Experiment Formulation

  • For each experiment, two tasks are defined - “old” task and “new” task.

  • The network is first trained on the “old” task until the validation set error has not improved for the last 100 epochs.

  • The “best” performing model is then trained for the “new” task until the combined error on the “old” and the “new” validation datasets has not improved in the last 100 epochs.

  • All the tasks used the same model architecture - 2 hidden layers followed by a softmax layer.

  • Following activations were tested:
    • Sigmoid
    • ReLU
    • Hard Local Winner Takes It All
    • Maxout
  • Models were trained using SGD with or without dropout.

  • For each combination of the model, activation and the training mechanism, a random hyper param search was performed with set of 25 hyperparams.

  • The authors took care to keep the hyperparams and other settings consistent and comparable across different experiments. Deviations, wherever applicable, and their reasons were documented.

Observations

  • In terms of the relationship between the “old” and the “new” tasks, three kinds of settings are considered:

    • The tasks are very very similar but the input is processed in a different format. For this setting, MNIST dataset was used with a different permutation of pixels for the “old” and the “new” task.
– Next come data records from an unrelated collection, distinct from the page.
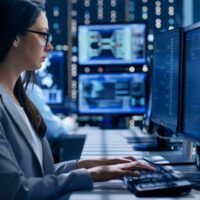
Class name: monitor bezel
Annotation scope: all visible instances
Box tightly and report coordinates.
[76,72,148,116]
[151,27,183,133]
[76,21,148,68]
[180,22,200,142]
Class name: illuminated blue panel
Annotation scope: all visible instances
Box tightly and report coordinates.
[36,51,64,104]
[78,73,146,114]
[78,23,146,65]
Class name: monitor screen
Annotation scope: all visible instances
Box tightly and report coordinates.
[151,29,182,131]
[78,72,146,114]
[78,23,147,65]
[36,51,64,104]
[182,23,200,141]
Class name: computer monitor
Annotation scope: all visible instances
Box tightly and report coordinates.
[151,28,182,132]
[181,23,200,142]
[78,23,147,66]
[78,72,147,115]
[35,51,65,105]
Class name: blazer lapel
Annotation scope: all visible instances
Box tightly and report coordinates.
[0,86,44,174]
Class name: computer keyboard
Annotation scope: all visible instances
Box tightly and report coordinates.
[124,158,192,196]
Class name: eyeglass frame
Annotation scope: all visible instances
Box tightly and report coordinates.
[26,29,52,47]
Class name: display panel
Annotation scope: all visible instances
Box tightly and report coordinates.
[36,51,65,104]
[152,29,182,131]
[78,23,147,65]
[78,73,146,114]
[182,23,200,141]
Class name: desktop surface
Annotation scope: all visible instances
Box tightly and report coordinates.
[62,127,200,200]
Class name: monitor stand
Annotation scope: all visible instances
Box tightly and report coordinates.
[133,126,178,151]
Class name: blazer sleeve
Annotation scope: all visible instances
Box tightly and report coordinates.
[0,122,93,200]
[54,160,77,175]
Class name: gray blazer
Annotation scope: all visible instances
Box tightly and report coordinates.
[0,85,93,200]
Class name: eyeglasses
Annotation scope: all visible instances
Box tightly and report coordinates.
[26,29,52,47]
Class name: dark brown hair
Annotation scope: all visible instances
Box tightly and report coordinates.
[0,0,46,137]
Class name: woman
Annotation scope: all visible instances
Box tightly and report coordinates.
[0,0,153,200]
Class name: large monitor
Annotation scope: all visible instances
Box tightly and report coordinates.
[36,51,65,105]
[151,29,182,132]
[78,23,147,65]
[182,23,200,142]
[78,72,147,114]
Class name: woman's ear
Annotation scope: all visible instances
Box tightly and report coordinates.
[13,37,19,48]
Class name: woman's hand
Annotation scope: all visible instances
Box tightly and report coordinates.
[88,161,154,181]
[77,156,136,169]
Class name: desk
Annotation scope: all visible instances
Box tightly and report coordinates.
[67,128,200,200]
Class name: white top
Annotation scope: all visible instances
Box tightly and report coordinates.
[15,104,43,168]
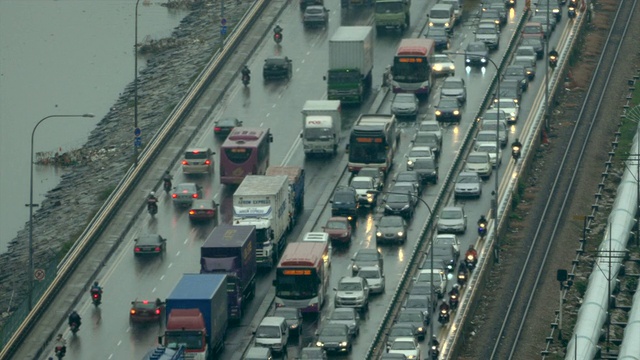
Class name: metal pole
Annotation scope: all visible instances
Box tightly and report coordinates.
[133,0,140,166]
[27,114,93,311]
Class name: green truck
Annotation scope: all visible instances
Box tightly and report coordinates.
[374,0,411,32]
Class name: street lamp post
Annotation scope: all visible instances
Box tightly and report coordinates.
[445,51,506,261]
[27,114,94,311]
[133,0,140,166]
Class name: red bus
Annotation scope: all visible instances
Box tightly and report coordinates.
[220,127,273,185]
[391,39,436,95]
[274,241,331,313]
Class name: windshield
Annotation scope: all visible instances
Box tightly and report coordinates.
[326,221,347,230]
[256,325,280,339]
[376,2,404,14]
[165,330,204,349]
[440,210,462,219]
[338,282,362,291]
[304,128,333,141]
[379,215,407,226]
[467,155,487,164]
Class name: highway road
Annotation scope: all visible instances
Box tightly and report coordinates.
[37,0,566,359]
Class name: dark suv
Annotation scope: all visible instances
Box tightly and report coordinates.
[331,186,359,221]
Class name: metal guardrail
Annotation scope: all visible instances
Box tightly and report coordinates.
[0,0,271,359]
[366,7,529,359]
[441,3,584,359]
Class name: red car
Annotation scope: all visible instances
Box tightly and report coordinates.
[129,299,165,322]
[322,216,351,244]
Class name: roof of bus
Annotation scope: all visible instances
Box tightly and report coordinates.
[396,38,436,56]
[278,242,328,267]
[223,127,269,146]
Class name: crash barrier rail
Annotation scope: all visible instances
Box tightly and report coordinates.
[440,3,584,359]
[0,0,271,359]
[366,7,529,359]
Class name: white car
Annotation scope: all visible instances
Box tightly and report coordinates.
[418,120,442,141]
[387,337,422,360]
[490,98,520,124]
[431,54,456,76]
[476,143,502,167]
[464,151,495,178]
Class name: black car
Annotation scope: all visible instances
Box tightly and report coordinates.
[498,79,522,104]
[393,171,422,195]
[395,309,429,341]
[384,193,413,220]
[464,41,489,66]
[262,56,293,80]
[316,323,353,353]
[413,158,438,184]
[424,26,451,51]
[213,118,242,137]
[376,215,412,244]
[331,186,360,221]
[435,97,462,123]
[133,234,167,256]
[502,65,529,91]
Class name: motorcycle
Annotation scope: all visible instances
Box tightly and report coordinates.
[55,345,67,360]
[464,254,478,271]
[458,272,467,286]
[438,309,449,325]
[147,200,158,216]
[449,294,459,310]
[91,289,102,307]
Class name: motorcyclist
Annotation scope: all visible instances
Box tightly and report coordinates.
[69,310,82,327]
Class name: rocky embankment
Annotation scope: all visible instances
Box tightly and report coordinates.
[0,0,251,328]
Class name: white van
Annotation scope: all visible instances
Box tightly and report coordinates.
[253,316,289,354]
[428,4,456,31]
[302,232,333,266]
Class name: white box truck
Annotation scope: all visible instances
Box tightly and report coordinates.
[300,100,342,155]
[325,26,373,104]
[233,175,294,268]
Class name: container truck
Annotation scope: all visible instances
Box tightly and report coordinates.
[325,26,373,104]
[373,0,411,32]
[200,224,257,320]
[300,100,342,155]
[266,166,305,219]
[160,274,228,360]
[233,175,294,268]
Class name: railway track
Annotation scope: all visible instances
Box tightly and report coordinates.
[487,0,637,359]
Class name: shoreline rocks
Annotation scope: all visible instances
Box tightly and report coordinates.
[0,0,250,328]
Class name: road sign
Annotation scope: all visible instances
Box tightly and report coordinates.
[33,269,44,281]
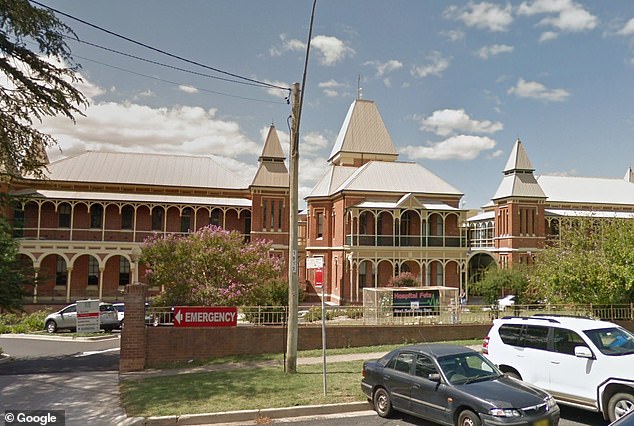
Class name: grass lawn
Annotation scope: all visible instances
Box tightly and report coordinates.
[120,340,481,417]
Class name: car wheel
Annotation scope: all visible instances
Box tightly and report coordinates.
[608,392,634,422]
[46,320,57,333]
[373,388,392,417]
[458,410,482,426]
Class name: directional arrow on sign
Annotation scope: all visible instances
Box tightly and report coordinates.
[174,309,183,324]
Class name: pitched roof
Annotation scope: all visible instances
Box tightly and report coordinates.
[40,151,248,189]
[537,175,634,205]
[306,161,463,198]
[328,99,398,162]
[504,139,535,173]
[251,125,290,188]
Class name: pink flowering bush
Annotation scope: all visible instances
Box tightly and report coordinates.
[141,226,282,306]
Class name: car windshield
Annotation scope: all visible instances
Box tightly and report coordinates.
[438,352,502,385]
[584,327,634,355]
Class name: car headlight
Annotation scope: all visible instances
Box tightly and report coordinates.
[489,408,522,417]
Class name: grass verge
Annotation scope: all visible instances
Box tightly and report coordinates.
[120,340,481,417]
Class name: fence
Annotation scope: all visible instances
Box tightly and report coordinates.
[145,303,634,326]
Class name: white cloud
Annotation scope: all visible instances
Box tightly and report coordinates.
[411,51,450,78]
[539,31,559,43]
[517,0,599,32]
[317,79,348,98]
[40,102,262,158]
[507,78,570,102]
[400,135,496,161]
[444,2,513,32]
[269,34,356,66]
[420,109,504,136]
[311,35,355,66]
[476,44,515,59]
[617,18,634,36]
[363,59,403,77]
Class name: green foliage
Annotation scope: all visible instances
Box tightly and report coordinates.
[0,311,50,334]
[387,272,418,287]
[141,226,288,306]
[0,218,26,312]
[0,0,87,177]
[531,218,634,304]
[472,265,534,304]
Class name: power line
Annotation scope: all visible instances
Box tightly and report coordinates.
[30,0,291,93]
[73,55,286,105]
[63,36,287,95]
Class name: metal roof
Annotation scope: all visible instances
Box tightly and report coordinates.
[328,99,398,162]
[537,175,634,205]
[12,190,251,207]
[40,151,248,189]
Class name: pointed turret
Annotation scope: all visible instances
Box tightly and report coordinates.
[492,139,546,201]
[328,99,398,166]
[251,124,289,188]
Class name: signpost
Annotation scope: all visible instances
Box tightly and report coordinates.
[174,306,238,327]
[77,300,101,333]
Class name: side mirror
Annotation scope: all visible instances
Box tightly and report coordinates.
[427,373,440,383]
[575,346,594,359]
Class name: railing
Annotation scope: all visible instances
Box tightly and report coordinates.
[346,234,467,247]
[141,304,634,326]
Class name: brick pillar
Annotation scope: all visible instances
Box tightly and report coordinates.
[119,283,147,373]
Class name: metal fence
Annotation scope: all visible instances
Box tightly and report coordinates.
[145,303,634,326]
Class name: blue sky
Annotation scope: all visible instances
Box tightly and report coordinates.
[33,0,634,208]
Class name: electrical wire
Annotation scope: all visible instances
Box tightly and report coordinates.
[67,36,288,91]
[29,0,291,93]
[73,55,287,105]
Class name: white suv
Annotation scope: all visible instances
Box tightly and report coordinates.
[482,315,634,421]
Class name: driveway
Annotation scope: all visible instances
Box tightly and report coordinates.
[0,341,130,426]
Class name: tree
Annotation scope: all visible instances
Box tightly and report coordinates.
[0,0,87,178]
[0,218,26,312]
[473,265,534,304]
[531,218,634,304]
[141,226,282,306]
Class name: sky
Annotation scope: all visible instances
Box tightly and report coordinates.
[29,0,634,209]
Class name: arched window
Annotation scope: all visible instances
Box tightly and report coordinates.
[90,204,103,229]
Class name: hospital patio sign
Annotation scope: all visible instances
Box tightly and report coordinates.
[174,306,238,327]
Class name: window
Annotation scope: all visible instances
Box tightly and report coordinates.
[57,203,70,228]
[152,207,164,231]
[88,256,99,285]
[392,352,415,374]
[500,324,522,346]
[181,207,192,233]
[90,204,103,229]
[317,212,324,238]
[415,355,438,379]
[553,328,587,355]
[522,325,548,350]
[55,256,68,285]
[121,206,134,229]
[13,207,24,238]
[209,209,221,226]
[119,256,130,285]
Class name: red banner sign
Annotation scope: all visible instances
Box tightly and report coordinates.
[174,306,238,327]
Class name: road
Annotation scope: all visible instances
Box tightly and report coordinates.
[270,407,608,426]
[0,336,125,426]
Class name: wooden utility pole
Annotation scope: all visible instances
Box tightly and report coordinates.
[286,0,317,373]
[286,83,300,373]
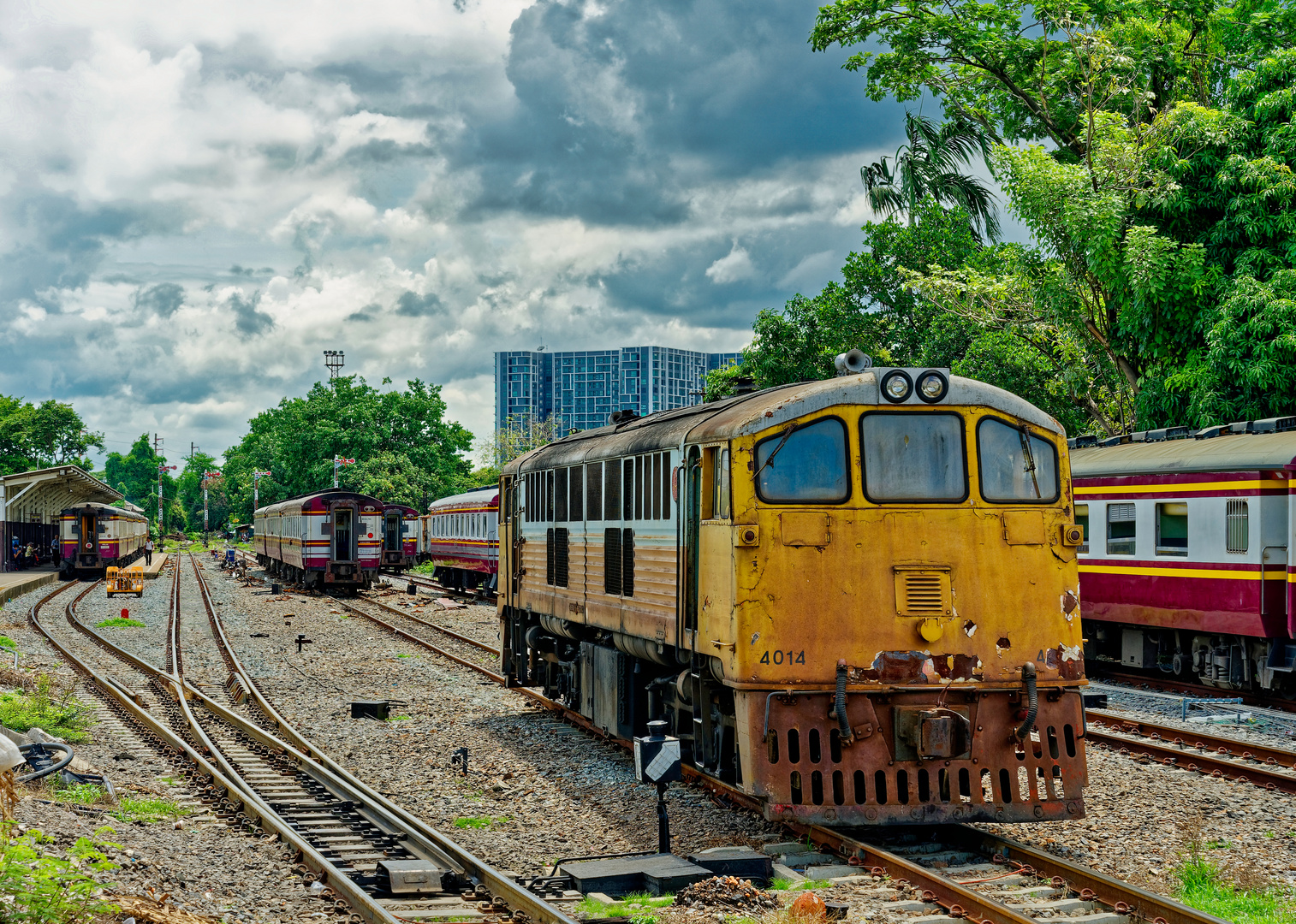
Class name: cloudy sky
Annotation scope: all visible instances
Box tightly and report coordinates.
[0,0,903,456]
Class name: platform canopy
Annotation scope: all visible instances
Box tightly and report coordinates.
[0,465,122,524]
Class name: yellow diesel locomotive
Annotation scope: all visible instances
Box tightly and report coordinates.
[499,358,1086,826]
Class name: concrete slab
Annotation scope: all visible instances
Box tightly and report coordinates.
[0,565,58,604]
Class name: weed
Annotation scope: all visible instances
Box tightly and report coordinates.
[1174,856,1296,924]
[95,615,144,629]
[575,891,675,924]
[455,815,508,831]
[0,674,93,743]
[0,823,121,924]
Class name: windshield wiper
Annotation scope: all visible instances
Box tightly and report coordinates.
[753,424,797,479]
[1017,424,1043,498]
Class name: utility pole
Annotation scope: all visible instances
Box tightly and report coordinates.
[333,456,355,488]
[202,471,220,542]
[252,471,270,516]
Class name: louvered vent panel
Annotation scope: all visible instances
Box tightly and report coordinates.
[895,569,950,615]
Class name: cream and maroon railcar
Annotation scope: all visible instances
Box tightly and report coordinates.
[419,485,499,591]
[58,504,149,579]
[254,490,383,589]
[383,504,419,572]
[499,370,1086,826]
[1071,418,1296,696]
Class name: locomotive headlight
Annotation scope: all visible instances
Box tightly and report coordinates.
[883,370,913,405]
[918,370,950,405]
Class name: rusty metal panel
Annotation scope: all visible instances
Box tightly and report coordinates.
[737,690,1089,824]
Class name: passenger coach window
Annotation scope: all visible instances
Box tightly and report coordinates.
[1156,504,1188,557]
[756,418,850,503]
[1107,504,1135,554]
[859,411,968,503]
[976,418,1057,503]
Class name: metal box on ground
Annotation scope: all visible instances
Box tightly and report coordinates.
[559,854,714,896]
[378,859,446,896]
[688,846,774,883]
[351,700,391,722]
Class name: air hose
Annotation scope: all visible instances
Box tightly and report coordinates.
[832,658,855,745]
[1016,661,1039,741]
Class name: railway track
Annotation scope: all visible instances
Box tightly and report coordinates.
[30,556,574,924]
[338,583,1221,924]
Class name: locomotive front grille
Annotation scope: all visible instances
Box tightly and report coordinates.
[751,690,1087,824]
[895,567,951,615]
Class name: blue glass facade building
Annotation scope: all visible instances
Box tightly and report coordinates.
[495,346,743,431]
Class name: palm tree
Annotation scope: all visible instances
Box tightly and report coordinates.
[859,111,999,241]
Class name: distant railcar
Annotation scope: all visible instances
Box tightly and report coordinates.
[419,485,499,591]
[253,490,383,591]
[58,504,149,579]
[1071,418,1296,697]
[499,359,1087,826]
[383,504,419,572]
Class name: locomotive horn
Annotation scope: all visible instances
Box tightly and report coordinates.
[834,350,873,376]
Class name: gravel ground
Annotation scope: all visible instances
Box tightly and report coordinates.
[0,561,1296,921]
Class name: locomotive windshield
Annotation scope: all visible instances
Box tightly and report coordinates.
[859,411,968,503]
[976,418,1057,503]
[756,418,850,503]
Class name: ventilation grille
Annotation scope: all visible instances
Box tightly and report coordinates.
[895,569,950,615]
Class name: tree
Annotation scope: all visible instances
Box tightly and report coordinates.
[0,395,104,474]
[859,111,999,241]
[104,433,176,529]
[222,376,472,521]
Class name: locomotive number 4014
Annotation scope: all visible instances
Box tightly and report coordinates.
[761,650,806,664]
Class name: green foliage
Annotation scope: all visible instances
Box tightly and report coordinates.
[104,433,175,531]
[0,821,121,924]
[455,815,508,831]
[0,674,93,743]
[1174,851,1296,924]
[222,376,472,522]
[0,395,104,474]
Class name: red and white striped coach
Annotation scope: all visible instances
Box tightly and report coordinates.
[419,485,499,591]
[254,490,383,589]
[1071,418,1296,696]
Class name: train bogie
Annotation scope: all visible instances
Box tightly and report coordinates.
[500,370,1086,824]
    • The tasks are similar but not exactly the same. For this setting, the task was to predict sentiments of reviews across 2 different product categories.

    • In the last setting, 2 dissimilar tasks were used. One task was to predict sentiment of reviews and another task was to perform classification over MNIST dataset (reduced to 2 classes).

  • Using Dropout improved the overall validation performance for all the models for all the tasks.

  • Using Dropout also increase the size of the optimal model across all the activations indicating that maybe the increased size of the model could explain the increased resistance to forgetting. It would have been interesting to check if dropout always selected the largest model possible given the set of the hyperparams.

  • On the dissimilar task, dropout improved the performance while reducing the model size so it might have other properties as well that helps to prevent forgetting.

  • As compared to the choice of training technique, the activation function has a less consistent effect on resistance to forgetting. The paper recommends performing cross-validation for the choice of the activation function. If that is not feasible, maxout activation function with dropout could be used.